I’ve never personally met Judge Brinkema, who sits in the U.S. District Court a few blocks from our home in Alexandria. But, I’m familiar with her work. Occasionally, one of my custody/bond decisions from the Arlington Immigration Court ended up before her for judicial review by habeas corpus. Sometimes she upheld my decision, sometimes not.

On several occasions, she ordered me to conduct immediate individualized custody hearings for detained individuals notwithstanding BIA precedent to the contrary. I always complied immediately, just as she had ordered. The DHS Arlington Chief Counsel also got on board. Judge Brinkema wasn’t someone you wanted to “mess around with.”

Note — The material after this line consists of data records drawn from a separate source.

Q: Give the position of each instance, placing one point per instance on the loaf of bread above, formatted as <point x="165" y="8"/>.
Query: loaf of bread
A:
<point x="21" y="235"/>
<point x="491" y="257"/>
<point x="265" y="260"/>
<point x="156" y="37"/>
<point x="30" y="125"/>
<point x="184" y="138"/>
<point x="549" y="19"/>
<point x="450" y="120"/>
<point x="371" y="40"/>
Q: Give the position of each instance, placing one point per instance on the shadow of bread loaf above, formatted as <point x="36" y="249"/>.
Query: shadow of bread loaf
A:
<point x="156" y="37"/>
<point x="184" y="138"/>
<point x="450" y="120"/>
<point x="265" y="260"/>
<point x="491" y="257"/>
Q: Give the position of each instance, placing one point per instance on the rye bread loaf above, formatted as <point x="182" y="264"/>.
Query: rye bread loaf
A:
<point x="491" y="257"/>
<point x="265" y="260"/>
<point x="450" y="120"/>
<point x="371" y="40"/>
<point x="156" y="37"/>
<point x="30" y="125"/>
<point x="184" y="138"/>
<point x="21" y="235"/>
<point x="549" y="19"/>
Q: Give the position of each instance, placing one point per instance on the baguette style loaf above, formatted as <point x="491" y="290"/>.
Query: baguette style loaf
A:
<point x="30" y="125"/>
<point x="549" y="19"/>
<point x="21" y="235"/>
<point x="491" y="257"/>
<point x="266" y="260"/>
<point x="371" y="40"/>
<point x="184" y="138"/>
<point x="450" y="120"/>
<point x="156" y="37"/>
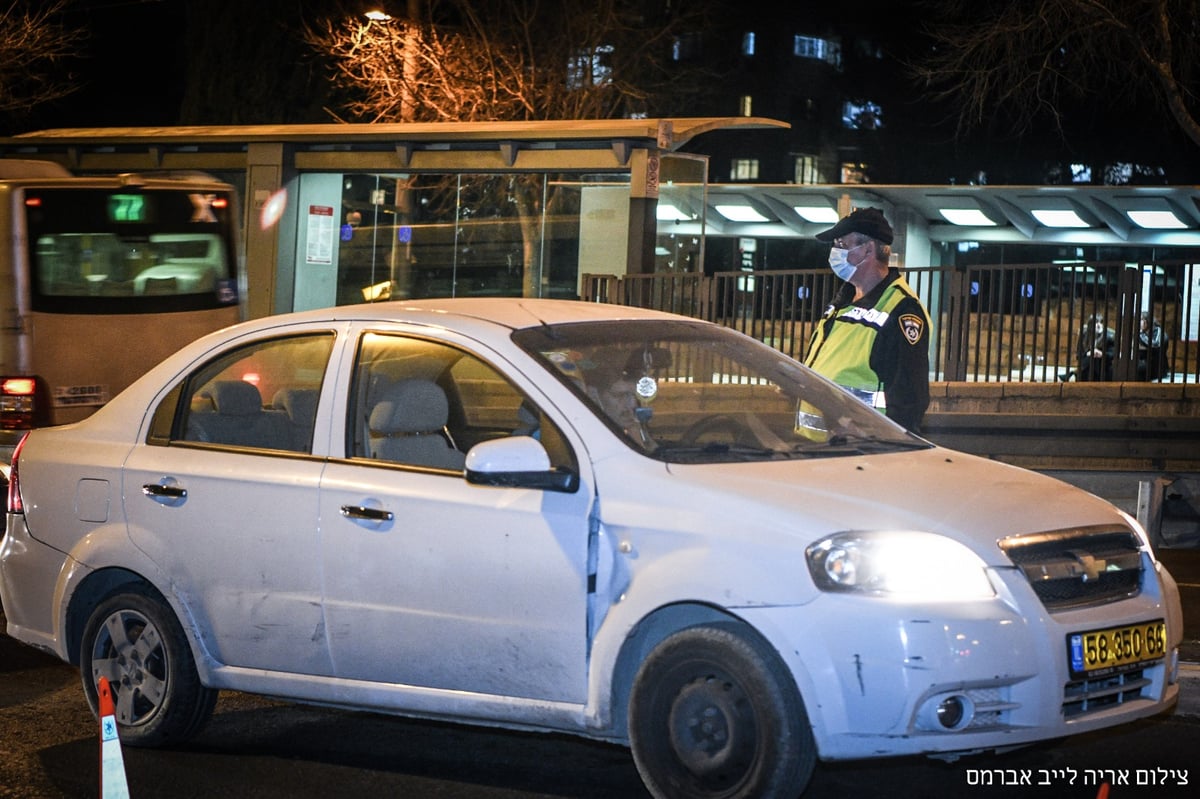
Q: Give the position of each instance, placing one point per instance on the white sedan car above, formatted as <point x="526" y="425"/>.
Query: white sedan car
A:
<point x="564" y="516"/>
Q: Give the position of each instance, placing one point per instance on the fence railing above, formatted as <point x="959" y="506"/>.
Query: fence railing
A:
<point x="1012" y="322"/>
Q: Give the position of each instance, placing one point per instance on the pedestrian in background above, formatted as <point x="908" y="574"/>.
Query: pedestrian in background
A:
<point x="1097" y="343"/>
<point x="874" y="338"/>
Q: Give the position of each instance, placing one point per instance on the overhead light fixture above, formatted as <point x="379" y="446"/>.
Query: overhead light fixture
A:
<point x="966" y="216"/>
<point x="1157" y="220"/>
<point x="669" y="212"/>
<point x="741" y="214"/>
<point x="1059" y="217"/>
<point x="817" y="214"/>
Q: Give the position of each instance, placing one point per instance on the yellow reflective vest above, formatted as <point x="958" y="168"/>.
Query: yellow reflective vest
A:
<point x="844" y="341"/>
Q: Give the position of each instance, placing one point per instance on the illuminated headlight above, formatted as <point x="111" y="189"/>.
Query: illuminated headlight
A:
<point x="899" y="563"/>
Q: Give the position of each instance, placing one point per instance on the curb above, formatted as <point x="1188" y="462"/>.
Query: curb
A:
<point x="1189" y="690"/>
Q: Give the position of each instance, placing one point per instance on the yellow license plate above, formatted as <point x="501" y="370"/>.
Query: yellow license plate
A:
<point x="1113" y="648"/>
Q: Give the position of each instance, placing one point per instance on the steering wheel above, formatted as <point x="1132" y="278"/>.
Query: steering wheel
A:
<point x="718" y="428"/>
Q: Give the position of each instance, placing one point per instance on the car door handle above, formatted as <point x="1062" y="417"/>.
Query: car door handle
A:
<point x="167" y="492"/>
<point x="371" y="514"/>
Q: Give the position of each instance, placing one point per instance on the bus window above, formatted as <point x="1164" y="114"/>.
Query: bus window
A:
<point x="109" y="276"/>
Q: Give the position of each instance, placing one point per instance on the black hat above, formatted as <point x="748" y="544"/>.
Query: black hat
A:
<point x="865" y="221"/>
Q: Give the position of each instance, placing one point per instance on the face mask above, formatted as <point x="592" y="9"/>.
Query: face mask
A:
<point x="838" y="263"/>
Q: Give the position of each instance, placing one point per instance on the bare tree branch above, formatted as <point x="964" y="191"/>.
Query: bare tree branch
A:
<point x="1017" y="62"/>
<point x="34" y="49"/>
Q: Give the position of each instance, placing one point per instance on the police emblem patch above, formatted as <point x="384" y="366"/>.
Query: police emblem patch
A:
<point x="912" y="325"/>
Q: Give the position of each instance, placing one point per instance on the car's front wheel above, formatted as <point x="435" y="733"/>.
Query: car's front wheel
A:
<point x="715" y="714"/>
<point x="133" y="640"/>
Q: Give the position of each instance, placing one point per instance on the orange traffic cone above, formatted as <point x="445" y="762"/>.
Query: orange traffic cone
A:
<point x="112" y="764"/>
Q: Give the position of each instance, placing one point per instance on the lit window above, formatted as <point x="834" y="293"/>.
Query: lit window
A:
<point x="816" y="48"/>
<point x="744" y="169"/>
<point x="853" y="173"/>
<point x="862" y="115"/>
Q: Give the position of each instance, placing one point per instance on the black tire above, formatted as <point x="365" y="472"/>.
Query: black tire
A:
<point x="715" y="714"/>
<point x="135" y="641"/>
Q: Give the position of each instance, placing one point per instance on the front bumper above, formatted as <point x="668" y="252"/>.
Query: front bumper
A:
<point x="882" y="678"/>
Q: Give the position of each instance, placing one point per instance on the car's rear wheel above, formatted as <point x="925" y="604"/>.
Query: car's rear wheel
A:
<point x="715" y="714"/>
<point x="133" y="640"/>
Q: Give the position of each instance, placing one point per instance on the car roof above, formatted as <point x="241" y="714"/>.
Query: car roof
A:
<point x="509" y="312"/>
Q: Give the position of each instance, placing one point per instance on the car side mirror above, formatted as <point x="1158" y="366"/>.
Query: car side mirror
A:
<point x="516" y="462"/>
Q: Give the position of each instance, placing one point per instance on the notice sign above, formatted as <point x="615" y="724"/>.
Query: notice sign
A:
<point x="322" y="232"/>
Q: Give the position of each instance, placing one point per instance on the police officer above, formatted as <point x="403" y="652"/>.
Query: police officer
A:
<point x="874" y="338"/>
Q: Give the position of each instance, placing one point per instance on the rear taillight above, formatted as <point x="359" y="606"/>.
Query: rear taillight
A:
<point x="15" y="504"/>
<point x="24" y="403"/>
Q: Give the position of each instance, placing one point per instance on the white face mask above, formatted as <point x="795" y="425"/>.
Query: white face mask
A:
<point x="838" y="263"/>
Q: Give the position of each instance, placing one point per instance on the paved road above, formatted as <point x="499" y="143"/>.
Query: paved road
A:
<point x="258" y="749"/>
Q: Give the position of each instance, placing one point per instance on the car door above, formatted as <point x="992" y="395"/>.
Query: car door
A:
<point x="435" y="582"/>
<point x="223" y="498"/>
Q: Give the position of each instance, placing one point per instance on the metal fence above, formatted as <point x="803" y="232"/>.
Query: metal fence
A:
<point x="1012" y="322"/>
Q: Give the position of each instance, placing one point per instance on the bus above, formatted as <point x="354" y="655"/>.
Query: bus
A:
<point x="101" y="278"/>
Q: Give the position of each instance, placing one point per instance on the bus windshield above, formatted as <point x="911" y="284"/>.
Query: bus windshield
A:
<point x="105" y="251"/>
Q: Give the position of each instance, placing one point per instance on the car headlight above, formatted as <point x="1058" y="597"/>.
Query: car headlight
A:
<point x="903" y="564"/>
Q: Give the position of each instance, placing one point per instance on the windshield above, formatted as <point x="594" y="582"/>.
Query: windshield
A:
<point x="695" y="392"/>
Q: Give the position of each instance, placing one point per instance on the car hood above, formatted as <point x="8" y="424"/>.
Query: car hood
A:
<point x="967" y="498"/>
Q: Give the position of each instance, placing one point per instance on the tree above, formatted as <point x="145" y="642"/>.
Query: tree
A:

Unlike U.S. Immigration Judges, who were given statutory contempt of court powers by the Congress, only to have that authority withheld by the U.S. Dept. of Justice over three Administrations, Democratic and Republican, Judge Brinkema has authority to hold individuals, including U.S. Government officials, in contempt of court for disobeying her orders. And, I never had the impression that she would be reluctant to do that when necessary.

Additionally, failure to comply with court orders can result in large attorney fee awards against the Government under the Equal Access to Justice Act. If the reports of non-compliance are true, it seems that DHS and their lawyers are “playing with fire” here.

Remember guys, this isn’t Immigration Court. Article III Judges have life tenure, and they don’t work for the President. He’s just another party to them.